SQL Server – Duplicate Records Returned from Table with No Duplicates

duplicationisolation-levelsql serversql-server-2008-r2

I have a stored procedure that queries a busy queue table that is used to distribute work in our system. The table in question has a primary key on WorkID and no duplicates.

A simplified version of the query is:

INSERT INTO #TempWorkIDs (WorkID)
SELECT
        W.WorkID

    FROM
        dbo.WorkTable W

    WHERE
        (@bool_param = 0 AND
        ((W.InProgress = 0
         AND ISNULL(W.UserID, -1) != @userid_param
         AND (@bool_filtered = 0
              OR W.TypeID IN (SELECT TypeID FROM #Types AS t)))
         OR 
         (@bool_param = 1
          AND W.InProgress = 1
          AND W.UserID != @userid_param)
        OR
        (@Auto_Param = 0
         AND W.UserID = @userid_param)))
         OR
         (@bool_param = 1 AND W.UserID = @userid_param)
    OPTION
        (RECOMPILE)

The #Types table is populated earlier in the procedure.

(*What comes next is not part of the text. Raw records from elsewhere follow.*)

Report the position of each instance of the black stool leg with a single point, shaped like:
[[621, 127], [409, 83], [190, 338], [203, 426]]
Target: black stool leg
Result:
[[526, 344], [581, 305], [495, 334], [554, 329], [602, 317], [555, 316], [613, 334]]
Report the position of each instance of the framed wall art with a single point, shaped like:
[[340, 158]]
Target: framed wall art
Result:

As I said, WorkTable is busy, and sometimes while this query is running I SUSPECT one of the records is moving from one set of filters in the WHERE to another. Specifically, this happens when someone starts to work on an item, and the W.InProgress changes from 0 to 1. When this happens I get a duplicate key violation when I try to add a primary key to the temp table this query is inserting into.

I have confirmed in the query plan generated when the error occurs that there is no parallelism, the isolation level is READ COMMITTED, and there are no duplicate records in the source table. You can also see there are no JOINs or other way to get cartesian products in here.

This is the anonymized query plan:

enter image description here

The question is, what is causing the duplicates and how can I get it to stop?

I think READ COMMITTED should work here, I need locking. I am almost positive the dupes occur when the InProgress bit on a record changes while I'm querying. I know this because the table stores the time of that change and it's within milliseconds of when I query and get the error.

Best Answer

There are some tricky scenarios which can result in the same row being read twice from an index, even under the READ COMMITTED isolation level.

Your query does not qualify for an allocation order scan, so the storage engine will read the data from the table in the order of the clustered key.

For your table, you have the InProgress as the first column of the clustered key. It's likely that you're getting row or page locks as you scan through the table. If you read a row near the start of the scan, release the lock on it, that row is updated such that InProgress changes from 0 to 1, and then the row is read again in a different page then you could see duplicate WorkID values from your query.

There are lots of workarounds. You could insert into a heap and simply remove duplicate values. You could add a DISTINCT to the query. You could also enable a row-versioning isolation level, to provide a stable view of the committed state of the database, either as at the beginning of the transaction (snapshot isolation), or as at the beginning of the statement (read committed snapshot isolation).

Perhaps it's appropriate to add locking hints or to change the structure of the table. For a rather fun solution (probably not appropriate for production), you could try reading the index backwards. This can be done with a superfluous TOP along with an ORDER BY. Below is a very simple demo to illustrate the point:

CREATE TABLE #WorkTable (
    InProgress TINYINT NOT NULL,
    WorkID INT NOT NULL
    , PRIMARY KEY (InProgress, WorkID)
);

INSERT INTO #WorkTable WITH (TABLOCK)
SELECT (RN - 1) / 5000, RN
FROM
(
    SELECT TOP (10000) ROW_NUMBER() OVER (ORDER BY (SELECT NULL)) RN
    FROM master..spt_values t1
    CROSS JOIN master..spt_values t2
) t
OPTION (MAXDOP 1);

The following query has the Ordered:false property but it'll still read the data in clustered key order:

SELECT WorkId
FROM #WorkTable;

However, the following query will read the data in reverse clustered order:

SELECT TOP (9223372036854775807) WorkId
FROM #WorkTable
ORDER BY InProgress DESC, WorkId DESC;

We can see this by looking at the scan properties:

backwards scan

For your table, this means that if a row is updated such that InProgress changes from 0 to 1 it will be far less likely that it'll show up twice. It may not show up at all which could be a different problem.